First, a comment on James Garth's last post. If you had seen the Denton interview,James, you would know that Levin was raised in Hillsong. She didn't join with an adult's free will and volition. Ross, I guess I could be called part of the Hillsong churn. When I lived in Sydney I used to worship at Christian Life Centre, Waterloo, which, I believe, is now known as Hillsong City. I was there when Frank Houston retired and Brian and Bobby Houston took over. Am happy to talk to you about this. My current email address is at my profile on The Eagle's Nest. I enjoyed Frank Houston's ministry. I felt that his brand of Pentecostalism was tempered by his Salvationist background. Under B&B, power and ambition is all the go. Can give some instances of this. As for cult, well I think Christianity in general could meet some cult definitions. No, I don't think the Houstons run a cult. People are free to leave and I'm not too sure that there are any ill effects. However, the gap between Frank Houston's departure and Brian Houston's appearance at Waterloo was a period of about six weeks. During that time, Brian sent a video out to all the cell groups at CLC. It was a sermon/speech/talk by him at a previous Hillsong Conference. It's title was "How to be a good follower." And, yes, asking questions is not welcome. Bringing in rich people is. There is an overall impact which has gone across modern, mainstream Pentecostalism in Australia from Hillsong. You will not hear prophecy or messages in and interpretation of tongues. I heard Brian Houston in an interview on RN's Encounter program where he spoke of tongues only as a personal prayer language. This is a truncation of traditional Pentecostal doctrine. As well, I believe that the constitution of the Assemblies of God in Australia has had removed from it a long-standing clause supporting conscientious objection to war. Support for conscientious objection in the free churches, not just the Pentecostal tradition, has a long, proud, and historic tradition. It appears that such objection to war on the ground of biblically informed conscience can no longer be supported by the AoG.

Miss Eagle said...

Ross, thought you might find this story of interest:

Blessings and bliss

James Garth said...

Good point, Tanya's initial decision to go to Hillsong wasn't her own. But I'm intrigued as to why she went back after her hiatus.... I guess I'll have to read the book to find out!

Interestingly, about the cult question, I once had a very long chat with a mate of mine who argued that "If Christianity is false, then it is the biggest cult the world has ever known."

In some sense, he had a point, but I would argue that one of the key characteristics of a cult is that excessive control is exerted over the cult members, often resulting in damaging consequences.

I don't really think Hillsong fits that bill. As you say, people can freely go if they choose. I really do think those who attend do so because they're exceptionally passionate and genuinely think they're doing God's will.
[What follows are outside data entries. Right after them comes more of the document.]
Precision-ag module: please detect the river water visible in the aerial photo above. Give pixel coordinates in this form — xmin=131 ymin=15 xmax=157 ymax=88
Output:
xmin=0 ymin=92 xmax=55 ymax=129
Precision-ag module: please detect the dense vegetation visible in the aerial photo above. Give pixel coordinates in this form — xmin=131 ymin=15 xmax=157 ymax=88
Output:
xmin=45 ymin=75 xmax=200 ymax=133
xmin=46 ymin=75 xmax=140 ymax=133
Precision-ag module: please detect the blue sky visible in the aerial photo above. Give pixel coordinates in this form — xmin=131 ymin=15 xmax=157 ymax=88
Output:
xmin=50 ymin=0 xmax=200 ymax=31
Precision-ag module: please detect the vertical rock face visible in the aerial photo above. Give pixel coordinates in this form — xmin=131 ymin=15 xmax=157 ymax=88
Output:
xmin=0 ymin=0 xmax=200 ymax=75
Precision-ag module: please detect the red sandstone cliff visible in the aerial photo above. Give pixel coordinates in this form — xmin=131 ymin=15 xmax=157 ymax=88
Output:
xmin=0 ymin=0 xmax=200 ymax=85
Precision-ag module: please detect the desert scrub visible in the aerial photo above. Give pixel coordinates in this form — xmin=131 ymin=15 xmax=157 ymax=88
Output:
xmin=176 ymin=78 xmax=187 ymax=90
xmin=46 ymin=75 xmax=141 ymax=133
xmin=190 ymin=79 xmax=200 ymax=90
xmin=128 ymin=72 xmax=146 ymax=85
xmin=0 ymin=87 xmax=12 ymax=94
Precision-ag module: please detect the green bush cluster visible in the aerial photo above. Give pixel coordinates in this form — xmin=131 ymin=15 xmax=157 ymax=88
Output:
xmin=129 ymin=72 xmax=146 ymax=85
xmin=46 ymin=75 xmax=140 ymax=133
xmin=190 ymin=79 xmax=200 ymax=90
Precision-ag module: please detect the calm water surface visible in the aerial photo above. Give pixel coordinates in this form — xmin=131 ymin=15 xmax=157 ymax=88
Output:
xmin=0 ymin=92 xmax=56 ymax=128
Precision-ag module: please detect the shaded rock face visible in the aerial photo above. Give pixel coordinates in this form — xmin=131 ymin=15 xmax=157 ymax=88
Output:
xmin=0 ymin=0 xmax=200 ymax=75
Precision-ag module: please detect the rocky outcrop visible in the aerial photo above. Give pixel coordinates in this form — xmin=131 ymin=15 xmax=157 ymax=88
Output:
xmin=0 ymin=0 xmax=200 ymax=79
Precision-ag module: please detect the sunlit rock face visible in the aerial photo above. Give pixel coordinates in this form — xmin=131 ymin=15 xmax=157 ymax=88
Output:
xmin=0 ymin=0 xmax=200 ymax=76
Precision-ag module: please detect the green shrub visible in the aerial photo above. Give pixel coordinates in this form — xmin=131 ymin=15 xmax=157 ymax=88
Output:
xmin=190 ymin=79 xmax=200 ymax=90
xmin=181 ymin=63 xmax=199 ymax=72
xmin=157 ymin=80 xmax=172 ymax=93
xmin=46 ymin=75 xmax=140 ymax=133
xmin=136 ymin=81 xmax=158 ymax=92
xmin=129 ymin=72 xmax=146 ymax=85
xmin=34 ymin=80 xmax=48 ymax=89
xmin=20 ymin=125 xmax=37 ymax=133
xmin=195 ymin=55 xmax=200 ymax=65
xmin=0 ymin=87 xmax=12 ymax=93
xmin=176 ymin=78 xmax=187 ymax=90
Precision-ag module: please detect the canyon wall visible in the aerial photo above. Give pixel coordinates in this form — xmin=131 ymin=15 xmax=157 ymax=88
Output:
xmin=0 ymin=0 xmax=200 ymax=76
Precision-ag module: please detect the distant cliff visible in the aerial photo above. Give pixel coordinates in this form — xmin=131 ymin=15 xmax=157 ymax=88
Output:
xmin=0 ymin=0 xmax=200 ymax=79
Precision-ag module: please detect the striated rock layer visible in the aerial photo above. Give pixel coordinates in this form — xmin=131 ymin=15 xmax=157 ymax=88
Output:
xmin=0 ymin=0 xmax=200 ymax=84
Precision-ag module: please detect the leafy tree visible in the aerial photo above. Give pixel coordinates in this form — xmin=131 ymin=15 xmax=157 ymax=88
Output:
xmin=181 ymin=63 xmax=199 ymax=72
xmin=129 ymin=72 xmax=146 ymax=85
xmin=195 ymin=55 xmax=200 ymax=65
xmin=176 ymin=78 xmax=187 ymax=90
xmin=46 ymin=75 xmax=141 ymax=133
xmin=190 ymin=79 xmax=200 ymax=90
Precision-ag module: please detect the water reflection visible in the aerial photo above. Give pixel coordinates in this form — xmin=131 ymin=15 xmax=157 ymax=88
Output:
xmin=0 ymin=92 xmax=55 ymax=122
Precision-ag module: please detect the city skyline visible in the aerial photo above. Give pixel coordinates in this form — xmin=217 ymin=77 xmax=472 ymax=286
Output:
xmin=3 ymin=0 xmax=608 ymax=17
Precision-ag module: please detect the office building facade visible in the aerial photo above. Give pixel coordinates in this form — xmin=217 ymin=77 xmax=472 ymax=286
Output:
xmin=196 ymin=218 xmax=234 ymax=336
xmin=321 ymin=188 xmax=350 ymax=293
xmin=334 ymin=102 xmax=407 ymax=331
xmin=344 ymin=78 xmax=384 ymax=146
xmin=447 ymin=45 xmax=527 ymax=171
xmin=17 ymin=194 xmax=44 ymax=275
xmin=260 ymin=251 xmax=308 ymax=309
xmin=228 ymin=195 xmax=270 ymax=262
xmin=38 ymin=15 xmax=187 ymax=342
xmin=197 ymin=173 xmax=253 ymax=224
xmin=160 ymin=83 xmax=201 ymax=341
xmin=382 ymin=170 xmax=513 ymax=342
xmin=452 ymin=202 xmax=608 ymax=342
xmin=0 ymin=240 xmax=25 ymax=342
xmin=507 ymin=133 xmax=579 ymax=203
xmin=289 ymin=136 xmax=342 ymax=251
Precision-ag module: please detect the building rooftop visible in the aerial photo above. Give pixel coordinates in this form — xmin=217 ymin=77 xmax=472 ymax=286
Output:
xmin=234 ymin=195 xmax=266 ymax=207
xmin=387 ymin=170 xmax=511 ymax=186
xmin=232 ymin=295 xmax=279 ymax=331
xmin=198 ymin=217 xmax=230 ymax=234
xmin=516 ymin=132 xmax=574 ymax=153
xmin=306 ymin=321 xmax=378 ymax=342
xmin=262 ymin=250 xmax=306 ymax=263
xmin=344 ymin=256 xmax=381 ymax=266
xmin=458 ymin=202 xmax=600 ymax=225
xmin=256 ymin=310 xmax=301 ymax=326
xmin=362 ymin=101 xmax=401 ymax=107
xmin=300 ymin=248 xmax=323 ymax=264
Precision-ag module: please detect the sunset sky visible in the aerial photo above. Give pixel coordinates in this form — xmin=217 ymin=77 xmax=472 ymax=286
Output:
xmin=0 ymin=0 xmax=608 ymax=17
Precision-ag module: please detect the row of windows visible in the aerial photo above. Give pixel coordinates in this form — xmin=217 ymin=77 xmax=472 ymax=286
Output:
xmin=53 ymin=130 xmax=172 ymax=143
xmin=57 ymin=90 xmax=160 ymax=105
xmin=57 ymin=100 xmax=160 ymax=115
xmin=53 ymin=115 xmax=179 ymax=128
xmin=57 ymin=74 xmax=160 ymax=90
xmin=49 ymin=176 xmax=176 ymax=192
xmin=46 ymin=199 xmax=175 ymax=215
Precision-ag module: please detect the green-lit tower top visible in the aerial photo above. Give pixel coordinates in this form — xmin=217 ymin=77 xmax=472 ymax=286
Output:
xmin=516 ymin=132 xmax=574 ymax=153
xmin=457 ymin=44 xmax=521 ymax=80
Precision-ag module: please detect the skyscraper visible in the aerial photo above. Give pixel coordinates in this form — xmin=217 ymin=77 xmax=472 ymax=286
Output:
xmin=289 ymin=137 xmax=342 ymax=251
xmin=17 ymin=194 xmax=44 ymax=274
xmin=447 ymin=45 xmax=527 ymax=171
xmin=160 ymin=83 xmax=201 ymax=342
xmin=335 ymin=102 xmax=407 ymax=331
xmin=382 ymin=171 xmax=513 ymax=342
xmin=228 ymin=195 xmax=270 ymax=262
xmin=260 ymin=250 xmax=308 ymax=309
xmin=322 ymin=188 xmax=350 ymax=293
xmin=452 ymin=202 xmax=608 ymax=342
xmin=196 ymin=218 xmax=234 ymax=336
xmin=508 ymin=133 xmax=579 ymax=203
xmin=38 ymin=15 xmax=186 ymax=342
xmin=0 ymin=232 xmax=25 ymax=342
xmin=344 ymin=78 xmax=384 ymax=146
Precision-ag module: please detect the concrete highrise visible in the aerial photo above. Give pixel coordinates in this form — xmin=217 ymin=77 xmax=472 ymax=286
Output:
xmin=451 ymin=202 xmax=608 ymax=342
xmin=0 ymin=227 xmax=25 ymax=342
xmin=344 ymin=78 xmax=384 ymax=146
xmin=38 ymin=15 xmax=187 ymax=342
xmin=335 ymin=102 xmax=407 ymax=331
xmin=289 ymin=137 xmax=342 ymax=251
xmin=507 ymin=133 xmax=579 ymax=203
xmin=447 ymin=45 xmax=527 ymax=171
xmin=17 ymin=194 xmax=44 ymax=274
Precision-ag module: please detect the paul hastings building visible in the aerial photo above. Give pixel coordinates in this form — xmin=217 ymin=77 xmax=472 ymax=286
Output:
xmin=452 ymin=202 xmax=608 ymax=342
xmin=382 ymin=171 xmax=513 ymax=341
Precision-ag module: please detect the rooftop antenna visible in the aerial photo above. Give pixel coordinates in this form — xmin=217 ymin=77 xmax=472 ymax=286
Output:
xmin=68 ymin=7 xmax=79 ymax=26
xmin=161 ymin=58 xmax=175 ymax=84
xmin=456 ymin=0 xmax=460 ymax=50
But it is possible to be both sincere and mistaken, and I fear that with churches like this there's too much frantic activity and not enough introspection. Time will tell how it all pans out, but I'm worried that Hillsong is a train wreck waiting to happen, and it would be sad if it came to that, since so much good has come from this church as well.

Ross McPhee said...

I finished reading the book a couple of weeks ago. It's hard not to read this book and feel sorry for this poor woman, but this won't keep me from reading it again objectively. Watch this space.

The Thinking Theologian... said...

Excellent blog, Ross.

I'll be honest; from reading snipets of Levin's book in the press I thought her writing style quite poor, so decided against buying a copy (I'm a snob, it's true).

But having read your thoughts, I'll definately have to find a copy.

I'm tempted to order a copy for Hillsong College's library, but I know they'd just throw it out.